I hold the world but as the world

Name:
Location: Wellington, New Zealand

Wednesday, January 18, 2006

Und how do ve feel about this?



I’ve been having this reoccurring dream. Well, when I say reoccurring, I’ve had it the last two nights. But this is a big deal for me, as I hardly ever remember my dreams, so it’s very rare I remember the same one two nights in a row. I’m very excited, as you can imagine

The Dream (I feel it deserves a capital ‘D’) goes as follows:

I’m sitting in a tent with several other people (no one I recognise, but they are friends in my dream). There is a wide opening to the tent and we are all looking out at a really bright star. The star is moving, and at first we think it is a shooting star, but then we realise it is moving closer to us. Then it becomes obvious that it is two white owls carrying a lantern between them. They then fly into the tent and I realise that I know the owls and I feel happy.

Riveting, I know. What does it mean? Probably nothing, I don’t deeply believe that dreams are great insights to the psyche or future. Now, back to trying to find out whether white owls mean death…

Saturday, January 14, 2006

Pretty

I took this on my way home from Upper Hutt to Wellington.

Friday, January 13, 2006

It was the salmon mousse

Disclaimer: As I write most of this (everything apart from the first couple of sentences) I am both sick and slightly drunk. Initially I was just sick, but I have found that eating little, staying in bed all day, and then drinking half a bottle of red wine results in inebriation. Who would have thought? Anyway, my point is – this may ramble a bit and lack total comprehension in some parts.

I've been thinking about death lately, a cheery subject I know. I haven't been thinking about my own mortality as such, but more about what I actually believe happens after the big D strikes.

Being agnostic, I have no real concept of ‘life after death’ to believe in. In fact, when I think about the possibility of an afterlife the logical part of my mind goes into hysterical laughter (it may be logical, but is also a little maniacal).
Deep down, I feel that I can’t believe in a heaven or whatever else might be out there.
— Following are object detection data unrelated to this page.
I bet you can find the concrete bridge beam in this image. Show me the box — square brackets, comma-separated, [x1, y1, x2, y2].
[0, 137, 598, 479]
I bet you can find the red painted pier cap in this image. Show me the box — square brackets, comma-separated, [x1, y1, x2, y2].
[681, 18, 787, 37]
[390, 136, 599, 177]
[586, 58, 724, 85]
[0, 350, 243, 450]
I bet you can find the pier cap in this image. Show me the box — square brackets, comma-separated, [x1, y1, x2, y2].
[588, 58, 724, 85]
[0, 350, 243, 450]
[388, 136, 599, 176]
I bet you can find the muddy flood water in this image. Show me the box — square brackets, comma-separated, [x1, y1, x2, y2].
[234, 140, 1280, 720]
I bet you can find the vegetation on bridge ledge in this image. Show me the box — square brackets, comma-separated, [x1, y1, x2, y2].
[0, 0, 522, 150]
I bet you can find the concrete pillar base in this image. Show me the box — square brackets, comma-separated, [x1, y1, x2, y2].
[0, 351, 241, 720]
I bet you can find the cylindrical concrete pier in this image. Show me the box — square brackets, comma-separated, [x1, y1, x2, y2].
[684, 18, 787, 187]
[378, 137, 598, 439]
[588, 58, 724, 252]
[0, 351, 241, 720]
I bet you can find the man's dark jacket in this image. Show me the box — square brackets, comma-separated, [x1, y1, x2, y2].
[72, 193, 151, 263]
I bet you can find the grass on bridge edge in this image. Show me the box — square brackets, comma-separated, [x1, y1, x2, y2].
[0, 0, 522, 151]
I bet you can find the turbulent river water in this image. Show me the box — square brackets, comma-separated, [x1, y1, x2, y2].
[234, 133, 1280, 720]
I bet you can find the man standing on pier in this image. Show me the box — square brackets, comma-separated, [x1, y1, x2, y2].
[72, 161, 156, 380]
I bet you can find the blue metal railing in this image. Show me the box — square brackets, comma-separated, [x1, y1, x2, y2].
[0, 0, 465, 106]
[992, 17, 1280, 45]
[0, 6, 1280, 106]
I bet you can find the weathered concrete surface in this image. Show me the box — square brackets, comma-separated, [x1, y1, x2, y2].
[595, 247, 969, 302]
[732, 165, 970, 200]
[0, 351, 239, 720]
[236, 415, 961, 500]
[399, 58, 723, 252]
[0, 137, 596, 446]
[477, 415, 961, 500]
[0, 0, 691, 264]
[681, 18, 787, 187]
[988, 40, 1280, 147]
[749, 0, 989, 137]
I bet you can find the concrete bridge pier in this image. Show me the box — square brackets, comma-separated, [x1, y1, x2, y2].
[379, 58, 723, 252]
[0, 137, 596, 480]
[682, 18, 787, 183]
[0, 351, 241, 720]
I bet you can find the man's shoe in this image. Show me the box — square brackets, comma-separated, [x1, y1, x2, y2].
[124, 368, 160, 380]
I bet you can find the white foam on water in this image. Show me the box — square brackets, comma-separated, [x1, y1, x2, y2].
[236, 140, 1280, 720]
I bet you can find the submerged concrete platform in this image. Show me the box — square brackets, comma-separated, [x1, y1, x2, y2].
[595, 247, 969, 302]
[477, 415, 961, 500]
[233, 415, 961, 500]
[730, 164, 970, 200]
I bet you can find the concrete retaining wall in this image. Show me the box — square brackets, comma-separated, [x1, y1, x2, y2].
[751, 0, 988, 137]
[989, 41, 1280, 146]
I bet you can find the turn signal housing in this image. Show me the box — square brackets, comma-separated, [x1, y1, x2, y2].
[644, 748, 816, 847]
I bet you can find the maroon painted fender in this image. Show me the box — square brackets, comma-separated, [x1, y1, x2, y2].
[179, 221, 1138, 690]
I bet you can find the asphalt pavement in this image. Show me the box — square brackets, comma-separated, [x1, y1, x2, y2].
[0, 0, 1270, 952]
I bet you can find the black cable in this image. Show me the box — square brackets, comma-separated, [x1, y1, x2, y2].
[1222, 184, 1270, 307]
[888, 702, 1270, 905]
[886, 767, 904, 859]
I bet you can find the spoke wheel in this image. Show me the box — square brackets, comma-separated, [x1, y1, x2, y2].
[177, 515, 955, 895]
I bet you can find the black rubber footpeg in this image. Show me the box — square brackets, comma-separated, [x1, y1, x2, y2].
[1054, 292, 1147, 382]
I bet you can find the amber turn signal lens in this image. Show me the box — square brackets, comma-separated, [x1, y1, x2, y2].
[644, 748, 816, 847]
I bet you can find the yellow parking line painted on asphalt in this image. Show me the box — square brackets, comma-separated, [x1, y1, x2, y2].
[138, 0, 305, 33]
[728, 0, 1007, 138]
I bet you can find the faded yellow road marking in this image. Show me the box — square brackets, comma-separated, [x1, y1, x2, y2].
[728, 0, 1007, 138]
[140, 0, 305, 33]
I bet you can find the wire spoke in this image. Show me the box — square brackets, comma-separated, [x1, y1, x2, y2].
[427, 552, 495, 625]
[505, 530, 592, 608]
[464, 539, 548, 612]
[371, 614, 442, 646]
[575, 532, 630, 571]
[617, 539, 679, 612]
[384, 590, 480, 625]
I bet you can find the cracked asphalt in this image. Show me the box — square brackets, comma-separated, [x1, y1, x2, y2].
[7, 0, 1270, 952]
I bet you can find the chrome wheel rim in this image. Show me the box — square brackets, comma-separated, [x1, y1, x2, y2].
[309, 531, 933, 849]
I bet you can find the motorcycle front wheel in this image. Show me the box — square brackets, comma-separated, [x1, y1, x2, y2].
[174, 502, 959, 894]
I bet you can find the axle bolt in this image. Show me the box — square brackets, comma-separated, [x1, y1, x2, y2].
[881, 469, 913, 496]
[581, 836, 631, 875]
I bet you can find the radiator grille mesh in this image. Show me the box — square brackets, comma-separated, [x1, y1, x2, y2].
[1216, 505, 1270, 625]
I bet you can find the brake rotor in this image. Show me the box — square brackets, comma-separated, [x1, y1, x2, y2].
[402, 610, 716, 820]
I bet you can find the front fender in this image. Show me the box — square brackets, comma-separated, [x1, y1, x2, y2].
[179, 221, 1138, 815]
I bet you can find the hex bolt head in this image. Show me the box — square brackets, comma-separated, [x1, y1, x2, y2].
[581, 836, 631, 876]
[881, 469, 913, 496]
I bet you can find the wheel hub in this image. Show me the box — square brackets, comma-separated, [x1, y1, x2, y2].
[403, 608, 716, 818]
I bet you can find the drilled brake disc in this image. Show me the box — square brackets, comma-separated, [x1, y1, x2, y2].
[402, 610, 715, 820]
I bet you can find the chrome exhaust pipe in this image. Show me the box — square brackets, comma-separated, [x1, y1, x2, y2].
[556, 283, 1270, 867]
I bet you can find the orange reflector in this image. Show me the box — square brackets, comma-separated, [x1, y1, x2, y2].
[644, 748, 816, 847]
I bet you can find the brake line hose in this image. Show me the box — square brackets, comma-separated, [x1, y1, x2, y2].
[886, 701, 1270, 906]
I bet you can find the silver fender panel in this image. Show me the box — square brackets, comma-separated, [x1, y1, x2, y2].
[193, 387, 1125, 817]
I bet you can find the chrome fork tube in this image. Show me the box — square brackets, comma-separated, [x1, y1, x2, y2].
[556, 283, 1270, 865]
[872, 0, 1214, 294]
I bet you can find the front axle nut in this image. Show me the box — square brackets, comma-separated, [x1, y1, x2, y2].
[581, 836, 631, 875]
But I want to.

I have had two people very close to me die in the last 15 months, and I feel I need to believe that something else has happened to them. I am not so concerned about there being nothing out there for myself, but for those I love; I want to believe they are in some way watching us. I realise that this need for an afterlife is one of the bases for religion. Unfortunately I am unable to accept many of the ideals of Christianity and Judaism, and to be honest I haven’t looked too much into other established religions, but I’m pretty sure they are not for me.

So I face a bit of a conundrum; the struggle between what I want to believe and that which I can believe.

Despite my logical view on such matters, sometimes one will experience moments in life where you think ‘there has to be more then what science has to offer’. Sometimes I will look at a piece of art and be almost reduced to tears. These works are often of a religious nature, where the artist has believed so deeply in something that it emanates through their art. Michelangelo’s Pieta is one of the most beautiful sculptures ever produced. It’s not just the craftsmanship or material, but the essence of the work that captures the viewer. And then there is nature’s own beauty that looks as if it has been executed by the hand of a master.

But I am going of the topic. What I am really trying to say is that life itself is filled with such wondrous things, how can it suddenly end for a person?
And yet I know it must, but somehow, I don’t want it to.